Safepointing & Locking issue
Nicolas Michael
mailing at nmichael.de
Thu Jul 8 06:12:51 PDT 2010
Hi David and Dave,
thanks a lot for your hints and background details on this issue.
Adding -XX:+PrintSafepointStatistics to the options as suggested by David gives
about 1200+ DeoptimizeFrame's per second in the LogFile:
vmop [threads: total initially_running
wait_to_block] [time: spin block sync cleanup vmop] page_trap_count
..
168.976: DeoptimizeFrame [ 217 0 0
] [ 0 0 0 0 0 ] 0
168.976: DeoptimizeFrame [ 217 0 0
] [ 0 0 0 0 0 ] 0
168.978: DeoptimizeFrame [ 217 0 0
] [ 0 0 0 0 0 ] 0
168.978: DeoptimizeFrame [ 217 0 0
] [ 0 0 0 0 0 ] 0
168.978: DeoptimizeFrame [ 217 0 0
] [ 0 0 0 0 0 ] 0
..
The output from the various switches (as also -XX:+LogCompilation) are a bit
interleaved, but at this point in time (second 168ff) there are no other
compilation related outputs around. So is there any way to further find out why
a frame is being deoptimized? This would then lead so a safepoint, right?

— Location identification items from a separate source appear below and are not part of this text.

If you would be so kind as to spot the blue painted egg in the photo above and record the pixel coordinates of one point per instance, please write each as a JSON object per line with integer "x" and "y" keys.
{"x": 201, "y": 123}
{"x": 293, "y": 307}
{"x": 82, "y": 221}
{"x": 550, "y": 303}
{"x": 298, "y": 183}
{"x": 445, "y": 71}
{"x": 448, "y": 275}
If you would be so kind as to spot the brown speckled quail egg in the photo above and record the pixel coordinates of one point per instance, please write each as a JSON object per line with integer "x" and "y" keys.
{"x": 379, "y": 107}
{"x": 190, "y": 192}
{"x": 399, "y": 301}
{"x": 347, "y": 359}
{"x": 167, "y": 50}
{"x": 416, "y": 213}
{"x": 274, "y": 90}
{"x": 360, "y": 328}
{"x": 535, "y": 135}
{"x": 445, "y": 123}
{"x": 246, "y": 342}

Oh, and yes, this JVM does have a JVMTI agent attached to it. But as far as I
could find out until now, it should only register for GC start/end events (which
are very rare in this process).
With DTrace I just saw -- thanks to the really cool hotspot probes (some of them
seem to be new, it's the first time I see that great level of detail!) -- that
there are about 1000 Exceptions occurring per second ("ExceptionOccurred-entry")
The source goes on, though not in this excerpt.